人権のための国際連合機構の調整と強化、そして国際連合人権高等弁務官事務所の設置の問題について(第17項、第18項)

B. 平等、尊厳、寛容

1.民族主義人種差別外国人嫌悪、及びその他の形態の不寛容(第19項から24項まで)

第21項ではあらゆる形態の人種差別の撤廃に関する国際条約に定める当時国での条約違反に関する個人通達を認める第14条の宣言を行うよう各国に求めている。

2.国民的、民族的、宗教的、言語的少数者に属する人々について(第25項から27項まで)

先住民族について(第28項から32項まで)

第29項では国際連合人権委員会が「先住民族の権利に関する国際連合宣言」の採択に向けて任務を果たすべきこと、第32項では国際連合の体制の中で、先住民族の権利に関する定期的、恒久的な会合が行われることを模索している。

移民労働者について(第33項から35項まで)

第35項では全ての移住労働者及びその家族の権利の保護に関する国際条約の批准を各国に求めている。

3.男女同権女性の権利について(第36項から44項まで)

第38項では、女性に対する公的、私的場面での暴力、あらゆる形態のセクシャル・ハラスメント、女性の搾取と人身売買の撤廃の重要性を強調し、女性の権利に有害なある種の伝統や因習、文化的偏見や宗教的原理主義の撤廃も求めている。

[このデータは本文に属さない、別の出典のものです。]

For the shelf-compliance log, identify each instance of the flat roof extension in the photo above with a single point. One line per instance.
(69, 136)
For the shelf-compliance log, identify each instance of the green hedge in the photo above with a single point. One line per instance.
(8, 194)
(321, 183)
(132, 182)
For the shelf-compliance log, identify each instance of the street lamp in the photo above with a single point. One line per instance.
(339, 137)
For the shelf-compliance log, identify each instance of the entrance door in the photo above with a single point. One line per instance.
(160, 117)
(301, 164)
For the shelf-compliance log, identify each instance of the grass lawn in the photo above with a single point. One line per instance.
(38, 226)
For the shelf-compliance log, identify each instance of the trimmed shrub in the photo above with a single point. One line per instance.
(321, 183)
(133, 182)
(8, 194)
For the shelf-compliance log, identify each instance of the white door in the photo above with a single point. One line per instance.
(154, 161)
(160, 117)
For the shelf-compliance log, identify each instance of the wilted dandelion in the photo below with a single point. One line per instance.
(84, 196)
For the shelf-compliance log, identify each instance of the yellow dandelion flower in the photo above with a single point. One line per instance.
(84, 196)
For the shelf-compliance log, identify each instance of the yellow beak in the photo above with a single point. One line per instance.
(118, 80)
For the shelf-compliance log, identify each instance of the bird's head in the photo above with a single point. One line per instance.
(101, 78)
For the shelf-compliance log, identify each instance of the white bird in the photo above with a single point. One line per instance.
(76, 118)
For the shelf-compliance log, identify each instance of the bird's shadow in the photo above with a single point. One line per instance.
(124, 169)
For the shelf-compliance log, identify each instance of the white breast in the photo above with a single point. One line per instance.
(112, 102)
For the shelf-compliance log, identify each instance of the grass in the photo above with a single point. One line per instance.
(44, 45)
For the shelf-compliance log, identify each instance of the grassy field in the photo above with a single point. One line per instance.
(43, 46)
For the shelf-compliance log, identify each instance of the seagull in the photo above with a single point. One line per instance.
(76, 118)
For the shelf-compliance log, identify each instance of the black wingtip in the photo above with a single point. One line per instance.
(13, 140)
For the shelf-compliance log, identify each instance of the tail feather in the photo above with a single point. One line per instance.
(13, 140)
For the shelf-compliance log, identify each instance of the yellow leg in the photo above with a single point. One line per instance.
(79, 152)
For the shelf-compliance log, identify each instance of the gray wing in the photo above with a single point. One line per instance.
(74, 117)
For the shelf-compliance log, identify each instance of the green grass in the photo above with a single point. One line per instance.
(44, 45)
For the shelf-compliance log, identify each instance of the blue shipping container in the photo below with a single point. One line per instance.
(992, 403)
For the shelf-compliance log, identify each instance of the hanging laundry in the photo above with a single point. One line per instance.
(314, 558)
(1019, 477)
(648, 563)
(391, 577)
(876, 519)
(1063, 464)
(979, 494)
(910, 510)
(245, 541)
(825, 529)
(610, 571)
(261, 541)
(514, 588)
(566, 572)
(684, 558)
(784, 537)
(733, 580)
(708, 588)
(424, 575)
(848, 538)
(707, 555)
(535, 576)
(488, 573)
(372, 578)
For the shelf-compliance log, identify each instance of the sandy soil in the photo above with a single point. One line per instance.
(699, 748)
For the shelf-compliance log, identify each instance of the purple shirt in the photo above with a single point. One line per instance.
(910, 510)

そして、国際連合総会に女性に対する暴力の撤廃に関する宣言の起草を促し、「武力紛争時における女性の蹂躙は、国際人権法及び国際人道法の原理の蹂躙である」と主張し、とりわけ、殺人、体系的強姦性的奴隷、強制的妊娠について、効果的責任追及を要求している。この項目は国際刑事裁判所の本質にも影響を与えた。

第40条では女子に対するあらゆる形態の差別の撤廃に関する条約の選択議定書の批准を各国に求めている。

4.子どもの権利について (第45項から53項まで)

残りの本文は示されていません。